Um homem estendido na Praça dos Três Poderes, em Brasília, vítima de si mesmo, mas vítima maior do extremismo na política Brasileira não é um bom augúrio nas comemorações do dia da República, é para lamentar, reprovar, mas não desanimar. Já falamos em outras ocasiões quão nefasta têm sido para o Brasil interferência do militarismo com seus motins e revoltas armadas marcando o destino da República e impedindo a superação dos ímpetos autoritários, inaugurados quando Dom Pedro I, ao rasgar a Constituição e outorgar uma outra ampliando seus poderes, instituiu o Poder Moderador. Por ironia do destino, esse artifício autoritário foi usurpado e militares associados aos civis promoveram o golpe que pôs fim ao Império e instaurou a República, em 1889, e que foi usado várias outras vezes para gerar crises entre o poder civil e militares.
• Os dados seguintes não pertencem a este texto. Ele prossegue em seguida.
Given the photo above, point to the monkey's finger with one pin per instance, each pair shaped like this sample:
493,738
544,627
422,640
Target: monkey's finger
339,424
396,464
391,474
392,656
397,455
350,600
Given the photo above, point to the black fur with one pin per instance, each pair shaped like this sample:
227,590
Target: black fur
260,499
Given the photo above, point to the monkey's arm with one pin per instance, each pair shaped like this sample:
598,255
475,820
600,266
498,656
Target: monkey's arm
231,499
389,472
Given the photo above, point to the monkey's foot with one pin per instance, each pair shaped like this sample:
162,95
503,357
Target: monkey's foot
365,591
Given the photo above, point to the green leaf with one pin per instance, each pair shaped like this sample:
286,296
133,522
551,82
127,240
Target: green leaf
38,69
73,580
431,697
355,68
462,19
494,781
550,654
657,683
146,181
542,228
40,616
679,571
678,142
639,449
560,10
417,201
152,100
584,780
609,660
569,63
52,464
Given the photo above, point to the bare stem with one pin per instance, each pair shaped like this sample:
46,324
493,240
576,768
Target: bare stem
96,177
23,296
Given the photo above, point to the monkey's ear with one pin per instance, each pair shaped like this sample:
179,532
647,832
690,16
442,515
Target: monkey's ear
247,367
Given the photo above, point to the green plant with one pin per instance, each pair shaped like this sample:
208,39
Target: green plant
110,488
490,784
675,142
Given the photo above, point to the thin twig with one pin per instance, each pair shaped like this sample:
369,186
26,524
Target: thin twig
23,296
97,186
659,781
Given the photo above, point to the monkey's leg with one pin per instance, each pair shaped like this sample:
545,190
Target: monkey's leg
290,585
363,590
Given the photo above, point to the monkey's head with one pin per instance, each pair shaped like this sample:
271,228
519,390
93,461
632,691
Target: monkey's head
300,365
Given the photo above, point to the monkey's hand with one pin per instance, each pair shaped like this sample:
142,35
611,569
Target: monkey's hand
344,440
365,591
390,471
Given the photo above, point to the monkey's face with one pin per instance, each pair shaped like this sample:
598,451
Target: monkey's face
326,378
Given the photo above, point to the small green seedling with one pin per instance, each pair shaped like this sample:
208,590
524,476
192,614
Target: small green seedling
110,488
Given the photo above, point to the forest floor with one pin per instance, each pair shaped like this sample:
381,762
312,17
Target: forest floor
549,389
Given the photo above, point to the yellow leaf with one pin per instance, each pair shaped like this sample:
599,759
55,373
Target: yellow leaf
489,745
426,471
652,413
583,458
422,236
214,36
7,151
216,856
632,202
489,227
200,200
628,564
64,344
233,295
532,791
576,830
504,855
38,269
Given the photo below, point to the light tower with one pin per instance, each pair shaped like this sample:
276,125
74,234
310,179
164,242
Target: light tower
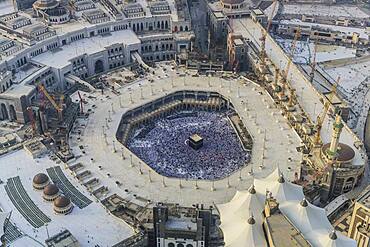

A República pareceu aos brasileiros um ajuste com mundo novo, pois, nos manuais da política, estaríamos mais próximos da igualdade, da participação política, da liberdade religiosa com a laicidade do estado, da pluralidade de pensamento e, portanto, da democracia.
A democracia brasileira, no entanto, tem sido um parto difícil. Quando militares se acalmam nos quartéis, as vivandeiras se embotam nos grupos civis como partidos políticos reacionários e, ainda, nas igrejas que se oferecem a participar dessa empresa maliciosa em busca de poder sobre o Estado em nome de suas pautas retrógradas de costumes ou mesmo de interferência no que não lhes é devido. Usando o eufemismo de patriotismo, atravessam o caminho da lei e do próprio poder da República e daquilo que ela significa. O resultado é um homem estendido no chão da praça, cercado de explosivos, encharcado de chuva e de ódio, por uma causa dele e de seu grupo, que só nos envergonha. Tudo isso destoa do que pensamos ser como República: nossas instituições foram desenhadas para o bem na CF/88, depois de tantos sofrimentos impostos por uma Ditadura Militar; o Brasil se faz respeitar por sua pujança natural, por sua cultura diversa e expressiva; apesar dos pesares, estamos buscando resolver problemas que nos dividem, sobretudo as diferenças regionais e raciais que se assemelham a verdadeiros apartheids; estamos ganhando reconhecimento internacional por esforço em cuidar do planeta, apesar das vozes dissonantes internas; estamos melhorando os nossos níveis de conhecimento em educação formal. Não dá para esquecer a força dos poderosos que se encastelam no tal chamado mercado ganancioso do capitalismo internacional e periférico, que teima em tomar para si o Estado e apequená-lo em seu benefício. Esta é uma luta que teremos que travar incessantemente, mas não é somente nossa, é universal. A reflexão é necessária, a vontade de superar problemas deve marcar o nosso esforço como brasileiros e tudo começa pela “res pública”!